To Kellaway fans, that's stop-press news -- but what if you've never heard of Roger Kellaway? Welcome to the club. He's the quintessential musician's musician, passionately admired by his colleagues and unknown to the public at large. What's more, I can see why. Just as Kellaway has never fit into any known stylistic pigeonhole, so is "Roger Kellaway Cello Quartet" all but uncategorizable. To be honest, I'm not even sure it's jazz, though much of it sounds like jazz. "The idea that anything can go with anything is very appealing to me," Kellaway told me in a 1995 interview, "and classical music has taught me that the options are infinite." This album proves his point, gorgeously and gloriously.
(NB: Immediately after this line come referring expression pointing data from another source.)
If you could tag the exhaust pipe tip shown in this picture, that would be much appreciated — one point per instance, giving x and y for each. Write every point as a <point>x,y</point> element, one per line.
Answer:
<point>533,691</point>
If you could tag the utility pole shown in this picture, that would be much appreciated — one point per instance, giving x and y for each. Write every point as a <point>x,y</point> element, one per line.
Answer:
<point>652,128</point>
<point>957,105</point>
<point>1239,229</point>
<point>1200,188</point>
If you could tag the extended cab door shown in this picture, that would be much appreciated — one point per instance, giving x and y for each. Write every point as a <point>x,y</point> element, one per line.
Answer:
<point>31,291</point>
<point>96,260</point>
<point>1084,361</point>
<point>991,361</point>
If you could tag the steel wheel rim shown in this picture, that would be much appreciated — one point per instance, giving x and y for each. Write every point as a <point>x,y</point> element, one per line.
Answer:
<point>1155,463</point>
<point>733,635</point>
Start with the instrumentation: Kellaway on piano, Chuck Domanico on bass, Emil Richards on marimba and percussion, and Edgar Lustgarten on . . . cello? Surely not. A charter member of Arturo Toscanini's NBC Symphony Orchestra, Lustgarten couldn't have faked "Happy Birthday" without the sheet music in front of him. But Kellaway loved the cello ("It resonates with the body to a greater degree than perhaps any other musical instrument"), so he wrote out Lustgarten's parts note for note. Oh, yes, one more thing -- no drums. "The cymbals and drums in a regular drum set fill up the air between the other instruments," Kellaway explained. "Take them away, clear the air, and you get chamber music."
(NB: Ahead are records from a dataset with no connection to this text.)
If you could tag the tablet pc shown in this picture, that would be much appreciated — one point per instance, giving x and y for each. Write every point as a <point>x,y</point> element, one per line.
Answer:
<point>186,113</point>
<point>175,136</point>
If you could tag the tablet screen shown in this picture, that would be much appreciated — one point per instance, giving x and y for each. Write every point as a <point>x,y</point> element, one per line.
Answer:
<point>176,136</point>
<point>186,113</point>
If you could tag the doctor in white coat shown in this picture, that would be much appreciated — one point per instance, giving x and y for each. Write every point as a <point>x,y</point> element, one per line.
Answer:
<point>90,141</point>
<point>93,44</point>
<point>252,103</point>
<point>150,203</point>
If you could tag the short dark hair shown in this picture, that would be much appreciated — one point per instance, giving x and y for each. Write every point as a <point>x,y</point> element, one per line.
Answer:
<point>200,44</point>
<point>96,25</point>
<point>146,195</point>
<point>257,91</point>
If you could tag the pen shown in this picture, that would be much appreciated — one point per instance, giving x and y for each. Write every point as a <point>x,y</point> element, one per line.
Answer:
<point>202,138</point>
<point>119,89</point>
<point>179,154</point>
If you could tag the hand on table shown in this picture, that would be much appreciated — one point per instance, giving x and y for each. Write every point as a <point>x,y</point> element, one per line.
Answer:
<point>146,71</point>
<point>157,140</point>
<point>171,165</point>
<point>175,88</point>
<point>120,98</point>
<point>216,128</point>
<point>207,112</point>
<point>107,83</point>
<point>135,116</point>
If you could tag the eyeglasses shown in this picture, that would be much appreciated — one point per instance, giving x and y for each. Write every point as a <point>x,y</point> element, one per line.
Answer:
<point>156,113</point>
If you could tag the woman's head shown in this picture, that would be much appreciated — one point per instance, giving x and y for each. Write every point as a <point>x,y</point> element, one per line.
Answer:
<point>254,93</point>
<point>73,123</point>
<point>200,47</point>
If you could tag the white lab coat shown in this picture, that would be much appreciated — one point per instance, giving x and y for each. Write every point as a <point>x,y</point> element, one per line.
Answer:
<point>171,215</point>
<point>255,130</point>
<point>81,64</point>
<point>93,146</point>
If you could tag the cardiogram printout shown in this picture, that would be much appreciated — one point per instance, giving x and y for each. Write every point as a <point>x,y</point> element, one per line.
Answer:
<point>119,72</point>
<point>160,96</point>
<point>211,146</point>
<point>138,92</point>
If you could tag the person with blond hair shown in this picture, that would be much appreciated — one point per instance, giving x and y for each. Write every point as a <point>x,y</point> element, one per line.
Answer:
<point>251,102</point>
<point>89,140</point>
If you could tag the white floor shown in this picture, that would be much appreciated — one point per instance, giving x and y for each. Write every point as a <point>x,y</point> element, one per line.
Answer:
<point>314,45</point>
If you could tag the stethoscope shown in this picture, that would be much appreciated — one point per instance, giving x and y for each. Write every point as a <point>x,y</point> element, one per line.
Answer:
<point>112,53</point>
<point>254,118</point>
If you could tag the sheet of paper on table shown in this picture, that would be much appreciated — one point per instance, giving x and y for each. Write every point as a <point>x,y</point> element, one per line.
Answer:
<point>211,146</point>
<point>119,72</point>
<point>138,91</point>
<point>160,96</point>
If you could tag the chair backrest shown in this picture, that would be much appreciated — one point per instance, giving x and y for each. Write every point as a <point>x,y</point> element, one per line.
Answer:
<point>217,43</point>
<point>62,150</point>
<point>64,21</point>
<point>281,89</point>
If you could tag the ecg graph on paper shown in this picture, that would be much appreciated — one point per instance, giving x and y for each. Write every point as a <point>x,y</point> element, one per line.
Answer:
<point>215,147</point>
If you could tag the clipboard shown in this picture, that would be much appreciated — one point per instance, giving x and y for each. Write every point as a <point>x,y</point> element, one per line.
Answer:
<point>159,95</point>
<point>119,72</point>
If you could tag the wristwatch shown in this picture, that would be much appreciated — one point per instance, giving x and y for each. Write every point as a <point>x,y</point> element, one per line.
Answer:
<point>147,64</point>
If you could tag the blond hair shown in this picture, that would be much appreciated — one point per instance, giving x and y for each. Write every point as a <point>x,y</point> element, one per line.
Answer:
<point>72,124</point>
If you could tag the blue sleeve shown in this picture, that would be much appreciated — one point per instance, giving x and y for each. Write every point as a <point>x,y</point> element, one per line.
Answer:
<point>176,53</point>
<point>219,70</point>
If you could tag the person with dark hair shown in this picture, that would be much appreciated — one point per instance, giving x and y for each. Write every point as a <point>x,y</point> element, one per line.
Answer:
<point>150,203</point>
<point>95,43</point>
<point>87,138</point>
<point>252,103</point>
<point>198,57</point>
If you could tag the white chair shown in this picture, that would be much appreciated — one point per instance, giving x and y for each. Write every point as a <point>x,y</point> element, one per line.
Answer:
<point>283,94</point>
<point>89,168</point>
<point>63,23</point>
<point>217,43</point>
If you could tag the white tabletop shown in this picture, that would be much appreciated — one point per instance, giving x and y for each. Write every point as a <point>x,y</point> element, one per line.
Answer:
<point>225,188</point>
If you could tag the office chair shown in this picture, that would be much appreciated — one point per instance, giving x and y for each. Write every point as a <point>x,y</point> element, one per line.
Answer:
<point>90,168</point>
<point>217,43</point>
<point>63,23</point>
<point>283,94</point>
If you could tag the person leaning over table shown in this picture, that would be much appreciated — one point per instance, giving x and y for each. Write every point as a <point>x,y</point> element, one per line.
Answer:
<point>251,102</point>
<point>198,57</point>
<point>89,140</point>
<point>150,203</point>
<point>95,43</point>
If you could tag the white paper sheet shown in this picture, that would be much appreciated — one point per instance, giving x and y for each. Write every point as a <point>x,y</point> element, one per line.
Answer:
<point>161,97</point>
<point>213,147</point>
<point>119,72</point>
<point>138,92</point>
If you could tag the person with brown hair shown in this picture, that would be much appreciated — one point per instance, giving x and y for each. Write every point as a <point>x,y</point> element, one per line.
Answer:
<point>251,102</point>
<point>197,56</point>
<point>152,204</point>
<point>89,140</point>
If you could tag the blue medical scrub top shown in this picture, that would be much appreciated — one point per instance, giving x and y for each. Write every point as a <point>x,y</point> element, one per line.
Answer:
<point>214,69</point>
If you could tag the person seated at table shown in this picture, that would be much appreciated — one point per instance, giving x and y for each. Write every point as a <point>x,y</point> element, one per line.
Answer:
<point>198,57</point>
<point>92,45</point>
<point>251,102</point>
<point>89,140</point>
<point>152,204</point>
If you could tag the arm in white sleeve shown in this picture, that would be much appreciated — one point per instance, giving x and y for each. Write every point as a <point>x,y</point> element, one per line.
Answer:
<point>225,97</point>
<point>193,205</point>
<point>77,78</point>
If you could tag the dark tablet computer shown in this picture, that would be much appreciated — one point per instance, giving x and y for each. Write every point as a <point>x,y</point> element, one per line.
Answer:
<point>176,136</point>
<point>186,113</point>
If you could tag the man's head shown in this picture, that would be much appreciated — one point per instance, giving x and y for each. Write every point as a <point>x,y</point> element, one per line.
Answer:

That's about as close as I can come to describing the Cello Quartet: It played jazz-flavored chamber music, or maybe vice versa. "Sunrise," my favorite track, opens with an out-of-tempo duet for cello and piano that sounds as if Ravel had dropped by the studio and sat in. Then Richards strokes a bell tree and Kellaway slips stealthily into a supple, mysteriously asymmetrical riff, and as Domanico lays down an off-center bass line, you start counting on your fingers and realize that the tune you're hearing is in 15/8. That's the kind of compound time signature you'd expect to hear in a piece like "The Rite of Spring," only "Sunrise" doesn't seem the least bit "modern." All its complexities dissolve in a radiant wash of rich, outdoorsy colors, and what materializes in their place is an impressionist soundscape of the utmost elegance and serenity.
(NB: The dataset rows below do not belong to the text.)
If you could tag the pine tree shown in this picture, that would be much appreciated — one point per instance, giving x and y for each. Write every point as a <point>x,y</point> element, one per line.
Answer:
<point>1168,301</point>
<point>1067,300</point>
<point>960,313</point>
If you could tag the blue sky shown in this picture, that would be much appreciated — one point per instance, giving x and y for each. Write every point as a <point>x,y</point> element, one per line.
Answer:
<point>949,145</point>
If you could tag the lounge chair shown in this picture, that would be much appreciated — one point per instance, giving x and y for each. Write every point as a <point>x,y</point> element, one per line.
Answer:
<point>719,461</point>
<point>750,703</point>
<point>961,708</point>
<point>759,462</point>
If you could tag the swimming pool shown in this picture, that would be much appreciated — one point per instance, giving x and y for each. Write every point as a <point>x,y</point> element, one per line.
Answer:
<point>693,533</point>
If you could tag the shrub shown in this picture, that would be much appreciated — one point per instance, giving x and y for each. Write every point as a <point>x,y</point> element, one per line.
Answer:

Needless to say, Kellaway's airy, sparkling piano playing is everywhere evident, but the star of this CD is the group itself. Never in the history of jazz has there been a band remotely like the Cello Quartet. Listen to its debut album and you'll wonder how "Roger Kellaway Cello Quartet" could possibly have remained out of print for 34 years. It's a lost masterpiece whose time has come.